第1四半期に過去最高の280億ドルが宇宙ベンチャーに流入。間近に迫るSpaceXのIPOにより、軌道経済の完全なリプライシング(再値決め)が加速しています。
戻る
第1四半期に過去最高の280億ドルが宇宙ベンチャーに流入。間近に迫るSpaceXのIPOにより、軌道経済の完全なリプライシング(再値決め)が加速しています。

史上最大の新規株式公開(IPO)になる可能性への投資家の熱狂が高まる中、2026年第1四半期の世界の宇宙関連企業への投資額は過去最高の280億ドルに急増しました。投資会社セラフィム・スペースが火曜日に発表したデータによると、SpaceXが計画している750億ドルの公開市場デビューを前に、レイトステージの資金調達ラウンドが膨らんでおり、セクター全体で幅広いリプライシング(価格の再評価)が起きています。

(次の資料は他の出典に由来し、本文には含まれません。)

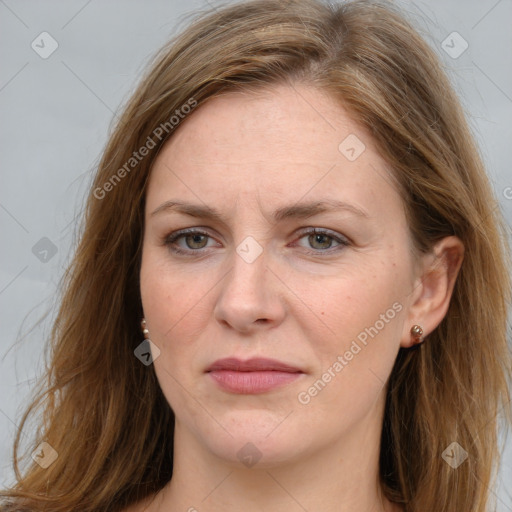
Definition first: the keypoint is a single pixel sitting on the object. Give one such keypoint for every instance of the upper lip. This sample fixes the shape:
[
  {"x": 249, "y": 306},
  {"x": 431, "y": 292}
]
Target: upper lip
[{"x": 252, "y": 365}]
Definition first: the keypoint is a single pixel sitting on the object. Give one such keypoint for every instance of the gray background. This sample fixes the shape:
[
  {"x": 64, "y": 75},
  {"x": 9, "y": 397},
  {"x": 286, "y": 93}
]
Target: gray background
[{"x": 56, "y": 114}]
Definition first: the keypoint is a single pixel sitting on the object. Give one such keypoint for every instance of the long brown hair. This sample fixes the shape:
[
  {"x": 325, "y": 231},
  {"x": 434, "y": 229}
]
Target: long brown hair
[{"x": 103, "y": 411}]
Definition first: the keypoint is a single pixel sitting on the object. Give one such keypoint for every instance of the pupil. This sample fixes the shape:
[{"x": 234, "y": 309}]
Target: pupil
[{"x": 322, "y": 240}]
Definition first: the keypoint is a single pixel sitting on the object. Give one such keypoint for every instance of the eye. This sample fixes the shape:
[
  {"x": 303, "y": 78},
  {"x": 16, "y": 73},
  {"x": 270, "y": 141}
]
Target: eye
[
  {"x": 193, "y": 240},
  {"x": 322, "y": 240}
]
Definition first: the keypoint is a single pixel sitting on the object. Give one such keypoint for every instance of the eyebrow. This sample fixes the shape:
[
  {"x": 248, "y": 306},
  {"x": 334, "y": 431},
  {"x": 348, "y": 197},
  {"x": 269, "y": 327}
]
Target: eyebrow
[{"x": 296, "y": 211}]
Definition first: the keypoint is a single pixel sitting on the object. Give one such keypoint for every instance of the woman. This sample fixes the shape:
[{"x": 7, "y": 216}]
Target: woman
[{"x": 291, "y": 287}]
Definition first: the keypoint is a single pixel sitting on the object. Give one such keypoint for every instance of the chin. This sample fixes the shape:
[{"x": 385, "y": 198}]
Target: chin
[{"x": 259, "y": 439}]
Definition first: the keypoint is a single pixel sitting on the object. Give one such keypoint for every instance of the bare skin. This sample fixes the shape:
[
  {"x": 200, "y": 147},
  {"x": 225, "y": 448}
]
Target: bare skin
[{"x": 287, "y": 293}]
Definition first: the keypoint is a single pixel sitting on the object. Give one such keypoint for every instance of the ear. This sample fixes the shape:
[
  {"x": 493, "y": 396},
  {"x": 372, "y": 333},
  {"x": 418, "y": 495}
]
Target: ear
[{"x": 433, "y": 287}]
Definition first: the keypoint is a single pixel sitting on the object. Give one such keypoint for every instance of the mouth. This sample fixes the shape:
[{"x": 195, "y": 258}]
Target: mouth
[{"x": 257, "y": 375}]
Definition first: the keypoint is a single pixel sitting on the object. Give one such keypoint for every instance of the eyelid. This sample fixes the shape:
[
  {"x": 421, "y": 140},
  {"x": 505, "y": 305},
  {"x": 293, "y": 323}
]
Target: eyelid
[{"x": 341, "y": 240}]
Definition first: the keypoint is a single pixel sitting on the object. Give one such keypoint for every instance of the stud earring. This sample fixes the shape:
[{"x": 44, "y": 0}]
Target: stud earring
[
  {"x": 417, "y": 333},
  {"x": 145, "y": 331}
]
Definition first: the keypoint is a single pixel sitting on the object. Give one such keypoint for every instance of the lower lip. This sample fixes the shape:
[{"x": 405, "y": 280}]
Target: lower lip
[{"x": 252, "y": 382}]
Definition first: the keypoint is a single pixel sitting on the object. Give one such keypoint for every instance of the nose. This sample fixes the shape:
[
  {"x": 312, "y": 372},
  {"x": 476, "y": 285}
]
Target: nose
[{"x": 250, "y": 298}]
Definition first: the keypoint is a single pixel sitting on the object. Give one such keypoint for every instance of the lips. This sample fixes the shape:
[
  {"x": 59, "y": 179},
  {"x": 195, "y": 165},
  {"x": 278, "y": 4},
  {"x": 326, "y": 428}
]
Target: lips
[{"x": 257, "y": 375}]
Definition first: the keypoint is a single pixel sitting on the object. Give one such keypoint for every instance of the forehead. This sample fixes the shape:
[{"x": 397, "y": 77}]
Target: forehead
[{"x": 280, "y": 144}]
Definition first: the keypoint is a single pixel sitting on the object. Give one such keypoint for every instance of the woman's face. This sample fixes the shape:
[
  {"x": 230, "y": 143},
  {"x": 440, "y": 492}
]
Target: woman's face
[{"x": 273, "y": 230}]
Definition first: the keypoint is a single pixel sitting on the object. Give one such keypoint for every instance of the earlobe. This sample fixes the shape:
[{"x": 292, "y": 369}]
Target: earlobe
[{"x": 433, "y": 289}]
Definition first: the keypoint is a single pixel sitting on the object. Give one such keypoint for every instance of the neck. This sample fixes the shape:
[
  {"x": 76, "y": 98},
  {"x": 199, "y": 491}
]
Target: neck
[{"x": 342, "y": 477}]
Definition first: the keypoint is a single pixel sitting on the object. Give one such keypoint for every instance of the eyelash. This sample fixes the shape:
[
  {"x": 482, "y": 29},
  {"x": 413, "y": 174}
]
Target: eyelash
[{"x": 171, "y": 239}]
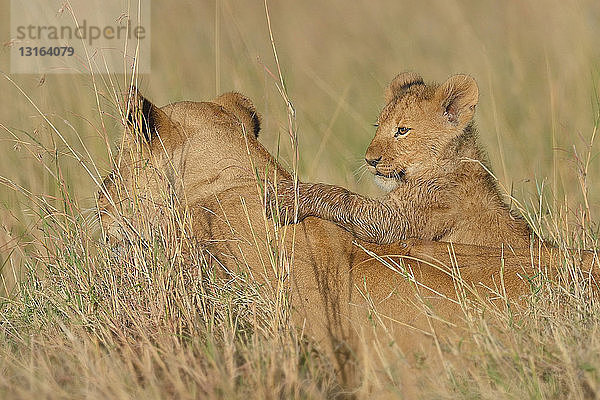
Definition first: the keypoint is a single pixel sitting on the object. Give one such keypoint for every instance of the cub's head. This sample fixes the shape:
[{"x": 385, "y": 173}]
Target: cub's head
[{"x": 417, "y": 125}]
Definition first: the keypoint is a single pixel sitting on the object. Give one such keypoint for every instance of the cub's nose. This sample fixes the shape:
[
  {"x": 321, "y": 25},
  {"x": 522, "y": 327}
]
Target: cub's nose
[{"x": 373, "y": 162}]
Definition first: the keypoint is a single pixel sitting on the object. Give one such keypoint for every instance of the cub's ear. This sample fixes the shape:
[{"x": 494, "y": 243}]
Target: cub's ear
[
  {"x": 144, "y": 118},
  {"x": 243, "y": 108},
  {"x": 400, "y": 85},
  {"x": 458, "y": 97}
]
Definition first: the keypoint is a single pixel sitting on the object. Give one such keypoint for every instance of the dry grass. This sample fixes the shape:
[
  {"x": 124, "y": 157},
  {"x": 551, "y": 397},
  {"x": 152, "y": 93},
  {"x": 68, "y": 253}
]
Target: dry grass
[{"x": 77, "y": 322}]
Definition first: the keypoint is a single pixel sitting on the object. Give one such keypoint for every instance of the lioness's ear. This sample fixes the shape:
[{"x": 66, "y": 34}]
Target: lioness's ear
[
  {"x": 144, "y": 118},
  {"x": 243, "y": 108},
  {"x": 400, "y": 85},
  {"x": 458, "y": 97}
]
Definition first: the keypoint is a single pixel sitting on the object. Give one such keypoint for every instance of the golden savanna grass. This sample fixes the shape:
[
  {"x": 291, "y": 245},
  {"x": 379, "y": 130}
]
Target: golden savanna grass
[{"x": 76, "y": 320}]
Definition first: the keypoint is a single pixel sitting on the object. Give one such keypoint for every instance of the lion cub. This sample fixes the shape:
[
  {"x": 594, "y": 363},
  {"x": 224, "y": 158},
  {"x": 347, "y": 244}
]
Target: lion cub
[{"x": 426, "y": 155}]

エドジェンのディールアナリスト、トム・ブレナン氏は、「SpaceXのIPOは、宇宙経済全体が待ち望んでいたバリュエーションのアンカー(指標)だ」と述べています。「これは単なる一企業の範疇に留まりません。この上場規模の大きさにより、機関投資家は打ち上げプロバイダーから衛星データ企業に至るサプライチェーン全体の把握を迫られており、公開市場とプライベート市場の両方に波及効果をもたらしています」
ロイターが確認した規制当局への提出書類によると、イーロン・マスク氏率いる航空宇宙・AIコングロマリットは4月1日にIPOを秘密裏に申請。1兆7,500億ドルに近い時価総額での6月下旬の上場を目指しています。この構造にはマスク氏の議決権支配を固める二段構えの議決権構造(デュアルクラス・シェア)が含まれています。同社は個人投資家向けに募集枠の約30%を割り当てる計画で、この規模の案件としては異例の厚遇となります。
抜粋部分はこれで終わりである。